Reference implementations and test data for the Unicode BIDI algorithm?

From: Harald Alvestrand (
Date: Thu Jun 07 2007 - 07:34:37 CDT

  • Next message: Christopher Fynn: "Re: Devanagari composing help needed"

    Having failed to find anything, I appeal to this list...

    as part of the (slowly moving) investigation into the requirements for
    using RTL scripts in domain names, I have been checking out the
    properties of the Unicode BIDI algorithm.

    One problem I have is that there seems to be a dearth of test datasets
    to test an implementation against; my investigation of the Unicode
    "reference" implementation has revealed that the C++ and C
    implementations are basically toys, fit for verifying an algorithm, but
    totally useless for real data; they assign random directional properties
    to the ASCII characters and use that for testing the algorithm.

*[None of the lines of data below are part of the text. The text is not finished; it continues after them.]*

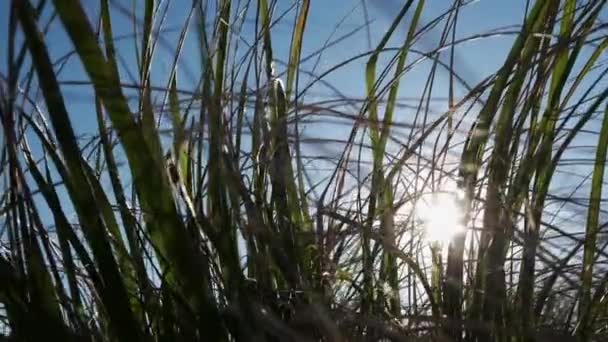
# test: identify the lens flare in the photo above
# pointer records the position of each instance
(441, 215)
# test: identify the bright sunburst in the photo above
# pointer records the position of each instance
(441, 214)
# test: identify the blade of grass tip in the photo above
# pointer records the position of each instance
(378, 154)
(264, 15)
(386, 204)
(584, 71)
(471, 155)
(188, 266)
(241, 112)
(544, 172)
(592, 228)
(180, 144)
(116, 297)
(295, 230)
(296, 48)
(494, 302)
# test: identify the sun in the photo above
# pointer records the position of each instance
(441, 214)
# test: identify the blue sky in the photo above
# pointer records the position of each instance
(328, 20)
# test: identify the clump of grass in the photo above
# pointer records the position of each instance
(208, 214)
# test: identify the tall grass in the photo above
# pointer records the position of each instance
(210, 213)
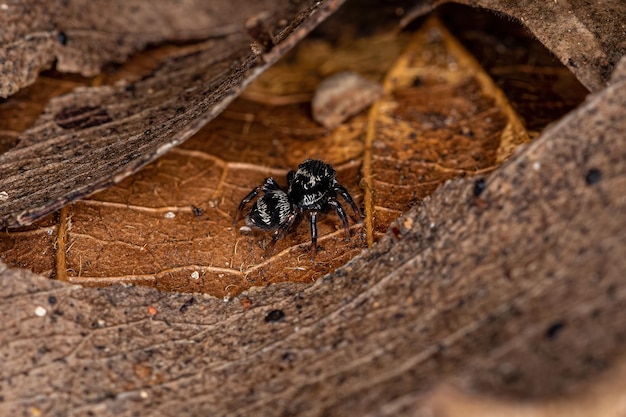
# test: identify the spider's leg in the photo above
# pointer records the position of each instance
(342, 215)
(313, 224)
(282, 229)
(290, 176)
(346, 196)
(245, 201)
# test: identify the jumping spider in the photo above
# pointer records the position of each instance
(311, 189)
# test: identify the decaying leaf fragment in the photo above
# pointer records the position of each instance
(114, 130)
(519, 298)
(341, 96)
(170, 225)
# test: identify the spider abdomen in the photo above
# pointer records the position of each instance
(269, 211)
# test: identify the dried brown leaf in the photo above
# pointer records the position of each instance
(169, 226)
(95, 137)
(520, 297)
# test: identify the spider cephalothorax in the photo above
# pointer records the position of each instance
(311, 189)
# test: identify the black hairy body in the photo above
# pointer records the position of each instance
(311, 189)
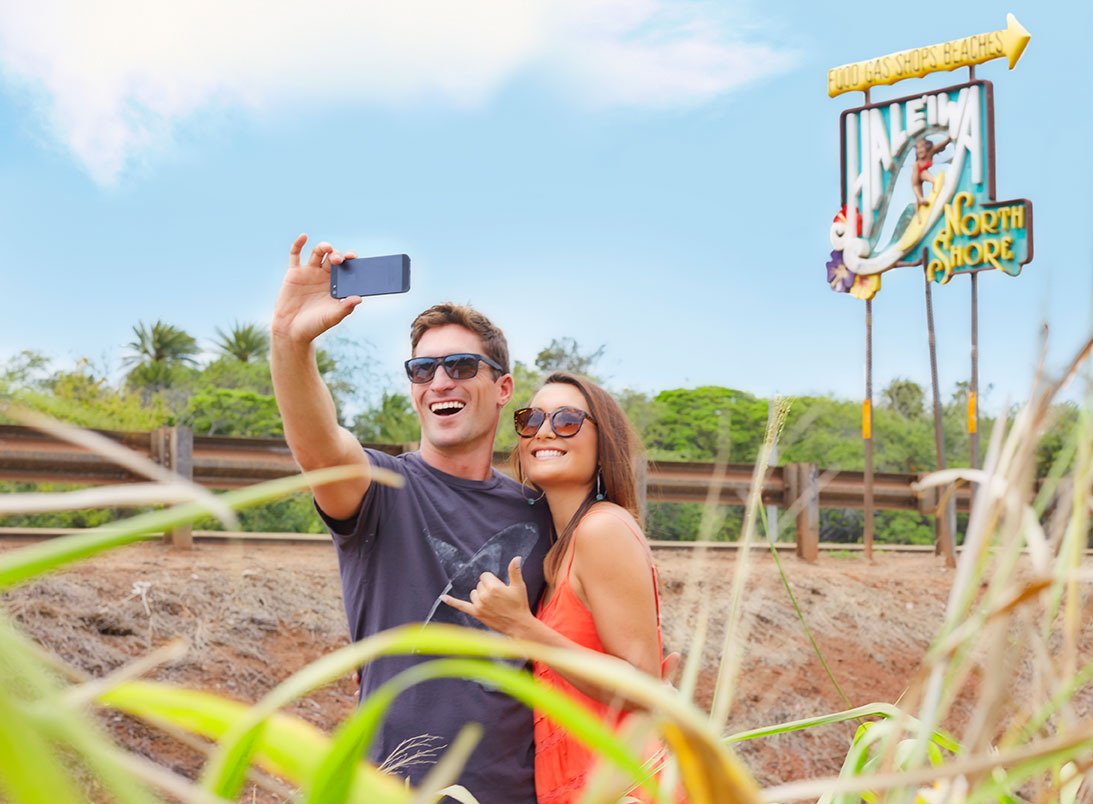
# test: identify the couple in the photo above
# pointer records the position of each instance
(437, 550)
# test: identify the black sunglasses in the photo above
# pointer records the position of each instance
(565, 422)
(461, 366)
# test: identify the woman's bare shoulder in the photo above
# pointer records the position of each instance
(609, 528)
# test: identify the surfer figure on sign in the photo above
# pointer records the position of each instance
(925, 152)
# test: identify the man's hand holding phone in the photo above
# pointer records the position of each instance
(304, 307)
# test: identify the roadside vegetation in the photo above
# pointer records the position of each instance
(1011, 658)
(167, 378)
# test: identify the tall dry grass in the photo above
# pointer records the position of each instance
(1011, 650)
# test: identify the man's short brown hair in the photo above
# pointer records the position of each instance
(493, 340)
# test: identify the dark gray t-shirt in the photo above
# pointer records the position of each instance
(406, 548)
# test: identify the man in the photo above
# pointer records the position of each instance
(399, 551)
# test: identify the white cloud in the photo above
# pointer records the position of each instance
(115, 75)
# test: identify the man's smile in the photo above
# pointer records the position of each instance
(447, 408)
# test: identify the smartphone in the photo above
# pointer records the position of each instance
(371, 276)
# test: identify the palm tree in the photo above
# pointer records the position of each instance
(244, 342)
(156, 352)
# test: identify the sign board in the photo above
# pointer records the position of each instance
(918, 189)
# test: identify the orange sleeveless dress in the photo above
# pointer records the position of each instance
(562, 763)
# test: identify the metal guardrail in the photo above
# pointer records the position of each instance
(225, 462)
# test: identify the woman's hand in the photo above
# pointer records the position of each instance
(498, 605)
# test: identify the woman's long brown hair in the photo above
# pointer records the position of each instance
(618, 448)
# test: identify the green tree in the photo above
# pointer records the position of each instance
(244, 342)
(233, 412)
(82, 395)
(905, 398)
(705, 423)
(564, 354)
(230, 373)
(392, 421)
(156, 355)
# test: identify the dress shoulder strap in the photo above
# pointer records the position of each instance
(632, 527)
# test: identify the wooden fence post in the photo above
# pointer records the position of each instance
(642, 481)
(173, 448)
(802, 482)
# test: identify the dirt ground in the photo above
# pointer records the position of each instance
(254, 614)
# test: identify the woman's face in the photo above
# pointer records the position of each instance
(552, 462)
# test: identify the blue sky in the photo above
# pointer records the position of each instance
(655, 176)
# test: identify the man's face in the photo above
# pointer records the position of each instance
(457, 413)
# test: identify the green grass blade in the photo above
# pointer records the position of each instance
(288, 746)
(690, 732)
(30, 770)
(869, 710)
(20, 565)
(354, 739)
(800, 615)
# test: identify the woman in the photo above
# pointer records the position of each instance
(577, 451)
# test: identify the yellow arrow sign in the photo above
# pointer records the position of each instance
(918, 61)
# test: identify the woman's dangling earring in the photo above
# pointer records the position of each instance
(532, 500)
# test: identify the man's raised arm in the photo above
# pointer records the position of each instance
(304, 310)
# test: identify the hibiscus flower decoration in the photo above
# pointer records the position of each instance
(838, 275)
(841, 217)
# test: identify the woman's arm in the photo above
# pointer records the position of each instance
(610, 575)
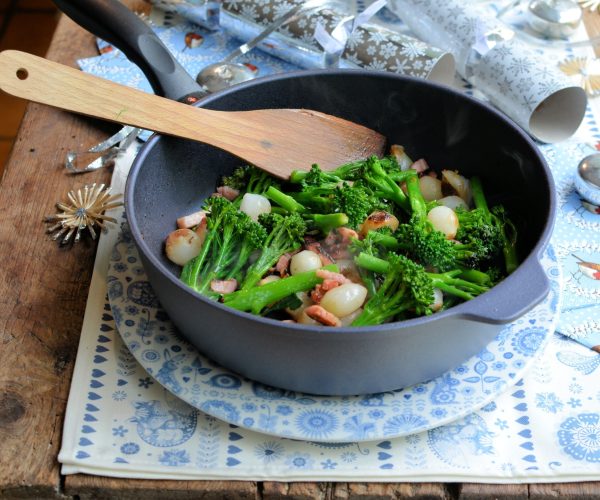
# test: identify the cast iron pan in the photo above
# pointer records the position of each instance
(171, 177)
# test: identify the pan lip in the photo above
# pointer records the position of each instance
(465, 310)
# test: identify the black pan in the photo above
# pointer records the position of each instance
(171, 177)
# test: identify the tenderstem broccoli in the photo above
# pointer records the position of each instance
(230, 239)
(257, 298)
(285, 234)
(448, 282)
(406, 288)
(250, 179)
(490, 229)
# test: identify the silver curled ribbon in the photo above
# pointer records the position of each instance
(334, 43)
(486, 39)
(108, 150)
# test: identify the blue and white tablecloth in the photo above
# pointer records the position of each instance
(543, 427)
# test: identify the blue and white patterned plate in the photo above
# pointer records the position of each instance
(180, 368)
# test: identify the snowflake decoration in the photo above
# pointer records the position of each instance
(85, 209)
(586, 71)
(589, 4)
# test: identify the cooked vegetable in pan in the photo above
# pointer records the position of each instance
(370, 242)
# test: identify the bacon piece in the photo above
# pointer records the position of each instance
(347, 234)
(420, 166)
(316, 247)
(223, 286)
(201, 229)
(317, 294)
(283, 263)
(323, 316)
(328, 284)
(191, 220)
(228, 192)
(330, 275)
(320, 290)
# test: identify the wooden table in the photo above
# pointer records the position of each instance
(43, 291)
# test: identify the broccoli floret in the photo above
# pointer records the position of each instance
(357, 202)
(256, 299)
(250, 179)
(230, 239)
(406, 289)
(325, 223)
(284, 200)
(419, 239)
(382, 184)
(466, 287)
(285, 234)
(491, 231)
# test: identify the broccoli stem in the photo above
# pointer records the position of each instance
(385, 240)
(381, 181)
(327, 222)
(509, 250)
(342, 172)
(446, 282)
(372, 263)
(283, 200)
(255, 299)
(415, 197)
(475, 276)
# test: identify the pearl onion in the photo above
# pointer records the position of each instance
(344, 299)
(453, 202)
(304, 261)
(268, 279)
(431, 188)
(444, 219)
(254, 204)
(182, 245)
(438, 300)
(377, 220)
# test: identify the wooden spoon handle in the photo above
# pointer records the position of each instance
(37, 79)
(276, 140)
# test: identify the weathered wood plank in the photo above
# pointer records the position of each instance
(43, 289)
(473, 491)
(271, 490)
(377, 491)
(87, 487)
(566, 491)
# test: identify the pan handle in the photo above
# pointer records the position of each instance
(510, 299)
(115, 23)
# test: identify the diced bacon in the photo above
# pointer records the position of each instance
(228, 192)
(223, 286)
(283, 263)
(347, 234)
(322, 316)
(420, 166)
(201, 229)
(316, 247)
(328, 284)
(339, 252)
(317, 294)
(191, 220)
(330, 275)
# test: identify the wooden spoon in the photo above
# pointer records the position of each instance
(276, 140)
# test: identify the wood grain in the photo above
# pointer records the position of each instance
(276, 140)
(43, 291)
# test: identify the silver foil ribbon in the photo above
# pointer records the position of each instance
(202, 12)
(519, 81)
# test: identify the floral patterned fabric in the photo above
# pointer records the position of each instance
(542, 426)
(121, 421)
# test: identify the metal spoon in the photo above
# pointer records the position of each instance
(223, 74)
(587, 178)
(554, 18)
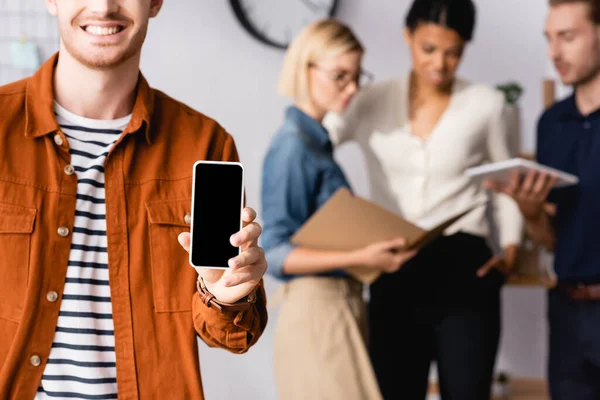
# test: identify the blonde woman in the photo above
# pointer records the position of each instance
(320, 350)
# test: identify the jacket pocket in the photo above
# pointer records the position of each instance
(16, 227)
(173, 279)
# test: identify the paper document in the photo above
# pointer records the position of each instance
(348, 222)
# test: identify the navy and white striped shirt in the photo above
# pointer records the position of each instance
(82, 362)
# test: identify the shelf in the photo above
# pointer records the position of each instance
(520, 389)
(517, 280)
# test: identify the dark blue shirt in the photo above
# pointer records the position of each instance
(299, 176)
(570, 141)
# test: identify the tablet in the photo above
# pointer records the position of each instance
(503, 170)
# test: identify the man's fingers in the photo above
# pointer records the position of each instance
(528, 182)
(540, 183)
(248, 215)
(550, 183)
(184, 240)
(492, 263)
(513, 184)
(210, 275)
(244, 275)
(248, 257)
(394, 244)
(248, 234)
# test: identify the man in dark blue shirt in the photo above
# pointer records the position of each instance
(569, 140)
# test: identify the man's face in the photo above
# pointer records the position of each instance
(573, 42)
(103, 34)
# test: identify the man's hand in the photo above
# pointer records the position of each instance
(245, 271)
(505, 264)
(530, 195)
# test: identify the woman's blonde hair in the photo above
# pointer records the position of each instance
(327, 37)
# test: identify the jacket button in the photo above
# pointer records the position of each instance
(35, 360)
(58, 140)
(52, 296)
(69, 170)
(63, 231)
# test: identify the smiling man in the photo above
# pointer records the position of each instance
(98, 298)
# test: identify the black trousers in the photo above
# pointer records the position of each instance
(436, 308)
(574, 362)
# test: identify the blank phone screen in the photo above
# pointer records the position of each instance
(217, 209)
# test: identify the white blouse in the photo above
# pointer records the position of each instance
(424, 179)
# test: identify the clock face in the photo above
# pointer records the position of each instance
(277, 22)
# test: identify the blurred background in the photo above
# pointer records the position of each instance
(198, 52)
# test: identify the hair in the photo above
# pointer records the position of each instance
(458, 15)
(327, 37)
(594, 7)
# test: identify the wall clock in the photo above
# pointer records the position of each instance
(276, 22)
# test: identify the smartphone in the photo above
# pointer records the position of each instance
(217, 203)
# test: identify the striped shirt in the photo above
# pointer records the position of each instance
(82, 361)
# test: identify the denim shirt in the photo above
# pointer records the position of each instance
(299, 176)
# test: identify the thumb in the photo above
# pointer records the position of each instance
(184, 240)
(492, 263)
(394, 244)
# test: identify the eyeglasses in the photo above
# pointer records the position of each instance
(343, 77)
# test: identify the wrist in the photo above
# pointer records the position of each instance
(211, 301)
(354, 259)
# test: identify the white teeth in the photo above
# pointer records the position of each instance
(101, 31)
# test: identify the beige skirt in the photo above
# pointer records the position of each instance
(320, 351)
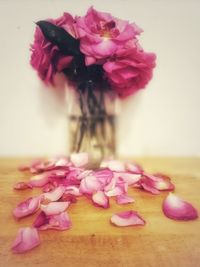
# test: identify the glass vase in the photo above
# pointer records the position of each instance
(92, 123)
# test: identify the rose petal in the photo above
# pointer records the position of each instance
(124, 199)
(55, 194)
(54, 208)
(178, 209)
(27, 207)
(129, 178)
(58, 222)
(134, 168)
(90, 184)
(22, 186)
(26, 239)
(113, 165)
(127, 218)
(39, 180)
(79, 159)
(100, 199)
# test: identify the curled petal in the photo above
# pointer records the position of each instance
(26, 239)
(124, 199)
(27, 207)
(55, 194)
(129, 178)
(54, 208)
(134, 168)
(178, 209)
(79, 159)
(127, 218)
(22, 186)
(58, 222)
(39, 180)
(113, 165)
(100, 199)
(90, 184)
(73, 190)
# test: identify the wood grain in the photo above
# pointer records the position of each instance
(93, 241)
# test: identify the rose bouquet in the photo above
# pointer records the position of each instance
(100, 55)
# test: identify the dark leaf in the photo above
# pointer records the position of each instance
(67, 44)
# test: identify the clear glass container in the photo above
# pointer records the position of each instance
(92, 123)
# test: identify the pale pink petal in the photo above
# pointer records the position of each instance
(54, 208)
(100, 199)
(27, 207)
(58, 222)
(79, 159)
(90, 184)
(104, 176)
(134, 168)
(178, 209)
(113, 165)
(73, 190)
(127, 218)
(124, 199)
(55, 194)
(39, 180)
(22, 186)
(129, 178)
(120, 188)
(68, 197)
(26, 239)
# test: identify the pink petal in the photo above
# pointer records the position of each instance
(22, 186)
(39, 180)
(55, 194)
(73, 190)
(134, 168)
(178, 209)
(100, 199)
(54, 208)
(113, 165)
(26, 239)
(90, 184)
(129, 178)
(79, 159)
(57, 222)
(27, 207)
(124, 199)
(127, 218)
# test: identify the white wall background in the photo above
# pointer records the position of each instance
(161, 120)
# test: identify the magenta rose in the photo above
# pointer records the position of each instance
(46, 57)
(130, 70)
(101, 35)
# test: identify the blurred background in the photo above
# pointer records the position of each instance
(161, 120)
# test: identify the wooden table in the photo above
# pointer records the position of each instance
(93, 241)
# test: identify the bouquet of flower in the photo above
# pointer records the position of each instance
(98, 53)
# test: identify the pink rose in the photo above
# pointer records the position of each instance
(101, 35)
(46, 57)
(130, 70)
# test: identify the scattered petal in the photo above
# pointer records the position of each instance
(26, 239)
(113, 165)
(79, 159)
(57, 222)
(54, 208)
(55, 194)
(22, 186)
(27, 207)
(90, 184)
(127, 218)
(39, 180)
(124, 199)
(100, 199)
(178, 209)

    (I have not looked at the Java one).

    Can anyone point me at:

    1) An implementation of the Unicode BIDI algorithm that can take real
    Unicode data and return something that I can verify (either the list of
    characters in display order or the list of indexes to which I should
    remap the characters)?

    2) Some test dataset of "real" (linguistically sensible, not just random
    characters) that has been verified by hand to display as expected after
    running through the Bidi algorithm? (Ideal would be input/output pairs
    for the implementation above, of course)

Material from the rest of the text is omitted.